When a University of Southern California and Indiana University study suggested 15% of Twitter accounts — some 48 million — are bots rather than people, the conversation about understanding identity in social media marketing naturally came up.

The problem with a vague concept of identity in marketing, of course, is not just the inability to “know” a customer, but basic problems in knowing the traffic.

After all, it’s proved very difficult for social media platforms to establish trust for their own analytics. Facebook was found to have vastly overestimated average viewing time for video ads on its platform for two years, and YouTube is scheduled to undergo an ad metric auditing, in the middle of an ad placement controversy.

These pervasive identity issues, according to Brian Baumgart, CEO at Conversion Logic, can be attributed to not only bots, as in the case with Twitter, but cookie pools.

“Cookie pools inherently have a varied shelf-life ranging from very short to somewhat longer, and as a result there is a potentially large gap both between vendors and the volume/quality of the audience attributes they offer,” says Baumgart.

Of course, attribution is certainly one of the best approaches for accurately ascribing credit to a platform’s analytics, but fraud has and will affect all platforms and publishers to some extent. So, how can a brand or marketer avoid driving time and money into fraudulent traffic?

Well, the most obvious way is to use fraud vendors to identify and prevent fraud. And while this tactic can prove effective, Baumgart explains brands and marketers are also using other methods, such as experiential learning or an attribution vendor.

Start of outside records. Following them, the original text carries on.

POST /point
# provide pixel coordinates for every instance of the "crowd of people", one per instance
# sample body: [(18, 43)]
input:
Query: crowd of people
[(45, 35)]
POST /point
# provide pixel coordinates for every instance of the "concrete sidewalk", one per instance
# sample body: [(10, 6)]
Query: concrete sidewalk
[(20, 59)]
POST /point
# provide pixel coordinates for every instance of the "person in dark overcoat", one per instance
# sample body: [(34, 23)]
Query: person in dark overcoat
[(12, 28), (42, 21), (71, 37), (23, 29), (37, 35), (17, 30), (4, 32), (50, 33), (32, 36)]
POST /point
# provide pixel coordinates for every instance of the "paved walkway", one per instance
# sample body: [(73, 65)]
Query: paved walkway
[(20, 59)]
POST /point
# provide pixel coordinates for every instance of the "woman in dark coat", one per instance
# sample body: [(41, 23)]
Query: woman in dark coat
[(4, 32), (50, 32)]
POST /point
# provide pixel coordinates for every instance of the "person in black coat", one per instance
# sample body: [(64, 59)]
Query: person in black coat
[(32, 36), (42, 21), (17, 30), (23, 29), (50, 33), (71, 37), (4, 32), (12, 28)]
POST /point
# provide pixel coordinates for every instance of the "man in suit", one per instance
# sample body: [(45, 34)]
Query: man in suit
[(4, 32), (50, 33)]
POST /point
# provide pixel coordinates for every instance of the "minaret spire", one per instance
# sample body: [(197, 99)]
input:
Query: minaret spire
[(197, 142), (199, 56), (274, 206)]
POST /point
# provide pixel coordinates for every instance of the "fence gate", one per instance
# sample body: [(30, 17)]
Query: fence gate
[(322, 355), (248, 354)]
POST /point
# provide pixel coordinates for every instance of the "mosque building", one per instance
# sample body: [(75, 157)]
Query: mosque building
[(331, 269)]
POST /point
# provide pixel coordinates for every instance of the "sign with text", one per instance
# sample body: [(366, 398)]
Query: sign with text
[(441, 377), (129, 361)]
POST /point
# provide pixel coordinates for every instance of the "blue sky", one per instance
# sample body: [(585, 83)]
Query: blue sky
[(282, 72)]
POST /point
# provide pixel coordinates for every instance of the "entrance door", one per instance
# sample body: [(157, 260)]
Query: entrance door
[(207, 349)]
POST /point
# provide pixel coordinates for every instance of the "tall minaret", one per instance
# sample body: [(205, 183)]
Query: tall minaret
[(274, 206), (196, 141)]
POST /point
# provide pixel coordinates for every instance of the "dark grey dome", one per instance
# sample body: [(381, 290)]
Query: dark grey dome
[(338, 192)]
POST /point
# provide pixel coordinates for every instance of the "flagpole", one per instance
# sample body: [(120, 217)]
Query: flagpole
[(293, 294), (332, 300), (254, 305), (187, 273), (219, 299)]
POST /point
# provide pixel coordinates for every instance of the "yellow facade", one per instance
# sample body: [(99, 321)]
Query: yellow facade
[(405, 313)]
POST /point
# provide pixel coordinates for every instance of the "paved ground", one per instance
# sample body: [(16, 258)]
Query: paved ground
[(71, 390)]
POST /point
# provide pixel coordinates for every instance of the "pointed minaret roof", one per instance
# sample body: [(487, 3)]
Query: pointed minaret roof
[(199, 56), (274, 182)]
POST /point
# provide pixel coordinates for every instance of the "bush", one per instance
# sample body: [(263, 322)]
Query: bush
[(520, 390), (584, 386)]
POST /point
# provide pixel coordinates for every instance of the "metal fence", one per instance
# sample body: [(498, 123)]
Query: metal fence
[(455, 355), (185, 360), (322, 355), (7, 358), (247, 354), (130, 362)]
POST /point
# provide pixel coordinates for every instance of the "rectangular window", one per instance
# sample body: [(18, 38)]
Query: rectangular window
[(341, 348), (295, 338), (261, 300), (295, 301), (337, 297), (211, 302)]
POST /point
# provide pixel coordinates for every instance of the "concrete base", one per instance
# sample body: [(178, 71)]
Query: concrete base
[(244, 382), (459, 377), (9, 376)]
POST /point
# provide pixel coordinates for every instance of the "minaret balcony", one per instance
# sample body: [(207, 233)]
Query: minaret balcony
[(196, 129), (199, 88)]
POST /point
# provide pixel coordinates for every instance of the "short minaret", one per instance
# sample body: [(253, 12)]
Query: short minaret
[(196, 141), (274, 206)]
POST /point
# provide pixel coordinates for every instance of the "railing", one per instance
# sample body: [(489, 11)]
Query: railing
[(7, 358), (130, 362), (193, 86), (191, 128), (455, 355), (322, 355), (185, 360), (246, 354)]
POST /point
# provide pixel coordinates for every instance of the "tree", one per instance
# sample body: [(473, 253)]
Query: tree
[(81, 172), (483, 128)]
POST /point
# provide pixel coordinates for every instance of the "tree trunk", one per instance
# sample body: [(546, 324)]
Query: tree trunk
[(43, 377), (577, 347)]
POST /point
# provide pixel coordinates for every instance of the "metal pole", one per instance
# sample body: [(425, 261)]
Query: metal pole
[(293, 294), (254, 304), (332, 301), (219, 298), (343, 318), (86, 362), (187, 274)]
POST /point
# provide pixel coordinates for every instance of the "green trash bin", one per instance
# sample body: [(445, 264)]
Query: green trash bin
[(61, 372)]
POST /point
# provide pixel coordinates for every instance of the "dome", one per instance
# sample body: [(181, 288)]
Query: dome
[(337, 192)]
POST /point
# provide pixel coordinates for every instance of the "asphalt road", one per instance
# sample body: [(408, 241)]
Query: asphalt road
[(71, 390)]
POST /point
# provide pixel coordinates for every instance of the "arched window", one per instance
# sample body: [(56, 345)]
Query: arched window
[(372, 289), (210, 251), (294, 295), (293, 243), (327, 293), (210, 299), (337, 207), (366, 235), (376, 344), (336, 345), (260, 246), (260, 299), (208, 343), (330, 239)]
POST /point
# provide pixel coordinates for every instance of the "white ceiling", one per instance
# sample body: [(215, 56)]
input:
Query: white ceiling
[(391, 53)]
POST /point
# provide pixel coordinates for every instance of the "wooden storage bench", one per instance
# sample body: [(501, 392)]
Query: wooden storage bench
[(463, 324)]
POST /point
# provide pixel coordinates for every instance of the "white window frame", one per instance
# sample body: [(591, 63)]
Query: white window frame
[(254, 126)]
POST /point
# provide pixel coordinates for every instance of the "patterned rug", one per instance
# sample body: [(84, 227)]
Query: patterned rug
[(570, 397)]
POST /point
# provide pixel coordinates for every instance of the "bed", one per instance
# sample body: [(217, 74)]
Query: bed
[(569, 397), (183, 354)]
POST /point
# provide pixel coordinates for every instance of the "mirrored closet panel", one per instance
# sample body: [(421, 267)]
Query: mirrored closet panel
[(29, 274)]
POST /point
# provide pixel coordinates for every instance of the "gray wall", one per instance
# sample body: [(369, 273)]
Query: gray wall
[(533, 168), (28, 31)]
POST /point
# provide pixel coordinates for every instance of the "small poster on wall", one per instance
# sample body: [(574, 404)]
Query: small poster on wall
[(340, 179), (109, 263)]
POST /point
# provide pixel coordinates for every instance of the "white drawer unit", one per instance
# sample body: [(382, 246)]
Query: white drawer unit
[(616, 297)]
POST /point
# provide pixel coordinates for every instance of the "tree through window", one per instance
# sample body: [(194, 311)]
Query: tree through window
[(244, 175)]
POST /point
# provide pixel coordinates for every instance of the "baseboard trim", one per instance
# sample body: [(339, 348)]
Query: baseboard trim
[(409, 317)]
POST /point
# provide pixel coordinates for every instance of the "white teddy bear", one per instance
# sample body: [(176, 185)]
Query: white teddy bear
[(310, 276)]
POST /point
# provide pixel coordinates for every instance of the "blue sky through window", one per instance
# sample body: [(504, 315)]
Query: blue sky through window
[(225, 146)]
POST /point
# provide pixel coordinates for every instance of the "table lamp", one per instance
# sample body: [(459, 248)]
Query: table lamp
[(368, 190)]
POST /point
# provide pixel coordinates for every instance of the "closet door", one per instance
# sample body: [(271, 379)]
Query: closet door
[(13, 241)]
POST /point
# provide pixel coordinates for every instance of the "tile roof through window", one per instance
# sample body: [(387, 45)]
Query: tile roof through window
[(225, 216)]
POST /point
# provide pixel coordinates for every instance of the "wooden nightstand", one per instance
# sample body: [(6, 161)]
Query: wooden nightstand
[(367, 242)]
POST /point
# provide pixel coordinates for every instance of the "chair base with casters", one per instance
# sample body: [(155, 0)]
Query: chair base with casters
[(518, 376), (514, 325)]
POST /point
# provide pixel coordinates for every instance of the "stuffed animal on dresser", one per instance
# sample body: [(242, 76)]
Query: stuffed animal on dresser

An example of experiential learning, or testing of personalization experiences, is holistic user graphing; which matches two entities in a data set and determines if they refer to the same real-world object.

“One may provide details on social networks, for instance, while another focuses on particular devices,” says Baumgart. “This ecosystem further by-passes traditional, one-platform attribution by relying on the most relevant data from the most trustworthy sources.”

Marketers and brands have also made the decision to make vendor’s data available to their attribution vendor, in order to ensure that “measurements of data are valid.”

Surely these tactics will not eliminate fraud. However, if brands and marketers are not paying attention to identity, they can’t  establish “a unified view of the customer” or traffic.